Let’s dive deeper now by gaining an understanding of how to produce a scatter chart in Excel.

This will help us gain a more in-depth understanding of what and how an axis looks like in Excel and gain insight on how to switch axis in Excel.

In making a quick illustration of a chart on Excel, let’s assume the dataset below containing goods in a particular store, their prices and amount sold.

Price values are represented in column B, and we have the amount sold in column C.

Now that we have our dataset outlined above, we now proceed to develop a scatter chart.

In creating a chart, we follow the steps outlined below:

- The first thing to do is to mark the range of values you wish to represent on the chart (for the dataset above B1:C12)
- Now move to the insert tab
- On getting to the insert tab, click on the scatter chart icon.
- Then click on it.

The immediate implication of following these steps is that you will get a chart just like the one shown below.

Considering the chart shown below, both the Y and X-axis has been indicated with an arrow.

If you pay detailed attention to the chart above, you will discover that the price column is represented on the X-axis and the amount sold is represented on the Y-axis.

Don’t forget, the Y-axis is the vertical axis while the horizontal axis is the X-axis.

Excel decides the range that needs to be shown in the axis when you want to produce a chart.

This is what I mean, if you pay attention to the Y-axis on the scatter chart, you will discover that the values there are in the range of ten, we have (10, 20, 30, 40, 50, 60, 70, and 80).

This is the value range Excel wishes to use and so the values representing our various data fall within that range and are thus represented on the chart.

Now that I have walked you through the steps involved in representing your dataset on a scatter chart indicating both X and Y-axis, it is also worthy of note that sometimes in data organization and presentation, we may want to make column B the Y-axis and column C the X-axis.

Worry no more as to how to go about that, Excel has Excellent features that allow for switching of axis with some few steps.

I will now be showing you these quick steps. Shall we?

### Switching between Y and X-axis within Excel

** **To achieve the aim of making the price values in column B appear on the Y-axis and the amount sold in column C to appear on the X-axis, it is needful that we initiate a switching protocol between the two axes on the chart.

I will be highlighting the simple steps to take below:

- The first thing to do is to go to your chart that has already been produced with the price values on Y-axis and the amount sold on X-axis and then click on one of the axes and then hit
*Select Data*from the menu that shows. By so doing, you can alter the chart’s data source. - On clicking
*Select Data,*the*Select Data Source*will appear, and then you will see different options like add, edit, remove, etc., now you click on*Edit*so as to initiate the switching process. - When you click
*Edit*, the window that shows up will display the range of values on the X-axis and the range of values on the Y-axis. You then interchange the values for each other, enter the range value for X in Y and that of Y in X. - After the changes have been made to the values, you then click OK on the
*Select Data Source Window.*

And then, the axes are switched. And from the pictorial illustration below, you can see that the price values are now on the Y-axis and the amount sold is also now on the X-axis.

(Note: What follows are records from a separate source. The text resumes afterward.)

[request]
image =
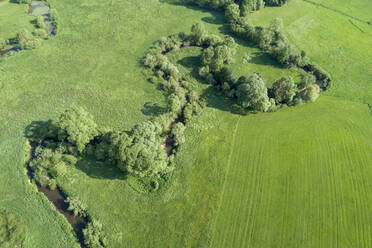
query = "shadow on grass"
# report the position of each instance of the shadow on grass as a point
(153, 109)
(95, 169)
(215, 99)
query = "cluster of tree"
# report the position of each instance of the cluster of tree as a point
(93, 235)
(275, 2)
(251, 93)
(49, 165)
(138, 152)
(74, 133)
(76, 206)
(12, 230)
(27, 40)
(183, 102)
(273, 41)
(3, 44)
(23, 1)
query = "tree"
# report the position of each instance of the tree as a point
(12, 230)
(177, 132)
(26, 40)
(311, 93)
(77, 127)
(198, 33)
(252, 93)
(93, 237)
(3, 43)
(284, 90)
(76, 206)
(216, 57)
(232, 12)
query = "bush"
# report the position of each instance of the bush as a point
(76, 206)
(76, 126)
(26, 40)
(40, 22)
(12, 230)
(23, 1)
(49, 165)
(284, 90)
(93, 236)
(41, 33)
(252, 93)
(3, 43)
(177, 133)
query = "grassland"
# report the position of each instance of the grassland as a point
(338, 43)
(13, 18)
(299, 176)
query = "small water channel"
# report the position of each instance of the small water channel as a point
(37, 8)
(58, 198)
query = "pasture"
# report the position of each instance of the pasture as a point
(299, 177)
(298, 181)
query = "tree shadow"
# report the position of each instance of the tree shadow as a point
(262, 58)
(38, 130)
(153, 109)
(193, 63)
(95, 169)
(215, 99)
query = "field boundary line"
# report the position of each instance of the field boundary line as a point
(224, 182)
(338, 11)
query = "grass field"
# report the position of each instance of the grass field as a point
(299, 178)
(295, 178)
(13, 18)
(338, 43)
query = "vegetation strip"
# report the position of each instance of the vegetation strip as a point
(46, 25)
(338, 11)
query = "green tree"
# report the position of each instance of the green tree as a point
(198, 33)
(93, 236)
(26, 40)
(252, 93)
(232, 12)
(12, 230)
(284, 90)
(77, 127)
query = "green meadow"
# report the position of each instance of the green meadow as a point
(299, 177)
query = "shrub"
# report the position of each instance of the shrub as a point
(23, 1)
(26, 40)
(40, 22)
(49, 165)
(41, 33)
(76, 206)
(177, 133)
(12, 230)
(284, 90)
(76, 126)
(252, 93)
(93, 236)
(3, 43)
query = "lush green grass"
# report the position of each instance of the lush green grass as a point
(299, 178)
(13, 18)
(338, 43)
(94, 62)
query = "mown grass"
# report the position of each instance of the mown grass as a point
(94, 62)
(338, 43)
(300, 177)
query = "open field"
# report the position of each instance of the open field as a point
(296, 180)
(338, 43)
(13, 18)
(299, 177)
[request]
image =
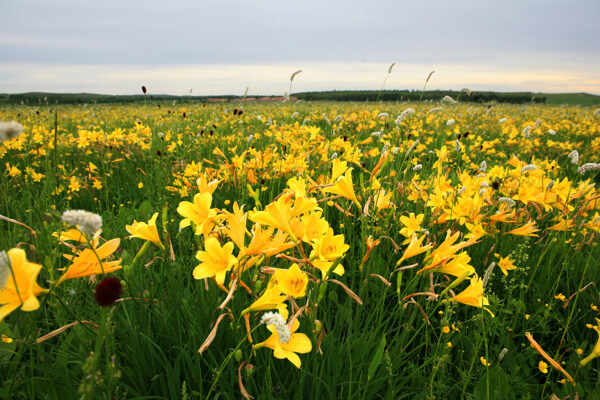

Let me show you another method by which you can also achieve the results above:

### Re-ordering the Dataset to Reset the Axis Manually

The method I talked about earlier is applicable to an already created chart.

In that method, the chart is already created and then we just make certain changes to its data source to switch the axis.

This method which we shall be looking into is applicable when the chart hasn’t been created yet.

In this method, you can order and tailor your data in such a way that it falls to your desired axis.

From the method we considered earlier, we see that Excel sets the first column of the dataset on the X-axis and the second column on the Y-axis.

This is a default setting in Excel and having this understanding goes a long way in helping us order our dataset to get the desired result.

In the example illustration we used in the first method, all we have to do is just shift all the values in the price column to the column representing amount sold.

By the time you do this, it will reflect on your chart in accordance with your desires.

Like I said earlier, Excel has quite a vast number of usefulness and features that make data organization quite easy. The option of switching axis in a chart gives room for adjustment and proper arrangement of data suiting one’s needs.

## Conclusion

The two methods covered in this course are simple and straightforward ways of **Switching Axis in Excel Charts. **

The first is switching the axis of an already created chart by interchanging the series values range in the *Data Source Dialogue Box *and then the second method is altering your dataset manually to determine the placement of the values on the axis.

Please take note that you can also apply any chart in Excel to your dataset.

I only referenced the scatter chart for the specific example in this article.

Also, you can follow the same methods for any other chart you adopt on Excel.

One very good thing about this feature in Excel is that you can always re-edit your work to achieved a desired result.

I sincerely hope and believe you found this piece educative and applicable.